George Fox Stone This stone marks the site where George Fox, founder of the Religious Society of Friends in England, preached in 1672 “unmolested by any Magistrate” (as decreed by the Flushing Charter of 1645). Because of the large number of people present, the sermon was given in John Bowne’s garden, under two large oak trees. These trees were later named “The Fox Oaks.” The stone marks the site of the trees.
Flushing High School Flushing High School is the oldest free public secondary school in New York City; its charter was received in 1875. The original school building was located on Sanford Avenue. During the period 1912 to 1915 the present building was erected. An east wing was added in 1954, and was dedicated in memory of former students who lost their lives in World War II.
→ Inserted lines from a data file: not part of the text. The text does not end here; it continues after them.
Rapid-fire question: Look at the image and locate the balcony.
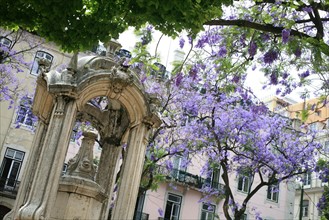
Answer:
[134,212,149,220]
[0,178,20,199]
[158,166,224,191]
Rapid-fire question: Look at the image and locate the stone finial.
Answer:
[37,58,51,77]
[67,52,78,75]
[104,39,122,56]
[68,132,97,180]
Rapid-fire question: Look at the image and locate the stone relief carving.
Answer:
[67,132,97,180]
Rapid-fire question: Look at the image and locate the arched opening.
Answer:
[0,205,11,219]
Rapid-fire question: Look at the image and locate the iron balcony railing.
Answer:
[158,166,224,191]
[0,178,20,196]
[134,212,149,220]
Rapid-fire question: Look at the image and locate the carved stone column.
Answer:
[15,95,76,219]
[112,123,149,219]
[67,132,97,180]
[96,144,122,219]
[51,132,107,219]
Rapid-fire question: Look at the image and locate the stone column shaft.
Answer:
[96,143,122,219]
[16,96,76,219]
[112,123,149,219]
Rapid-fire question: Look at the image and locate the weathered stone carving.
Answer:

Macedonia AME Church In 1811 the African Methodist Society, forerunner of the present Macedonia Church, was founded; it became the third religious organization in Flushing. In the same year, the members purchased a part of the Daniel Loweree farm on which a building would be erected for religious services. In 1837 the first church edifice was built on approximately the same location as that of the present church. In the years before the Civil War, members of the congregation and its pastor Edward Africanus were active in the early struggle for African-American civil rights. It is also believed that the church served as a station on the Underground Railroad.
State Armory On this site (in Michael Milner’s home) the Flushing Remonstrance was signed December 27, 1657 to protest Governor Peter Stuyvesant’s ban against Quakers and his restrictions on religious freedom. The freeholders of the town who dared to sign their names stated, “we are bounded by the law of God and man to doe good unto all men and evil to noe man.” Their courageous action has been called the first declaration of religious tolerance by any group of ordinary citizens in American history.
World War I Memorial Erected in 1920 in memory of all the men of Flushing who lost their lives. Designed and sculpted by Hermonn Atkins MacNeil, a nationally famous sculptor and College Point resident.
Civil War Memorial Erected in 1866, this monument is a memorial to the men of Flushing who lost their lives in the War Between the States, 1861-1865.
Spanish-American War Memorial In 1950, the Spanish-American War Memorial Flagpole was erected by veterans of the 1898 War as a tribute to all their comrades.
RKO Keith’s Theatre The theatre originally opened as the KeithAlbee Vaudeville Theatre on Christmas Day, 1928. Thomas Lamb was the architect, using the Mexican Baroque style. Against a blue evening sky, the effect of twinkling electric stars and projected drifting clouds evoked a romantic feeling of sitting in a Spanish garden. The entire building was once designated a city landmark. The ticket lobby and grand foyer, still landmarked, are intact and await restoration. Jack Benny, Bob Hope and other entertainers of the day played the Keith’s.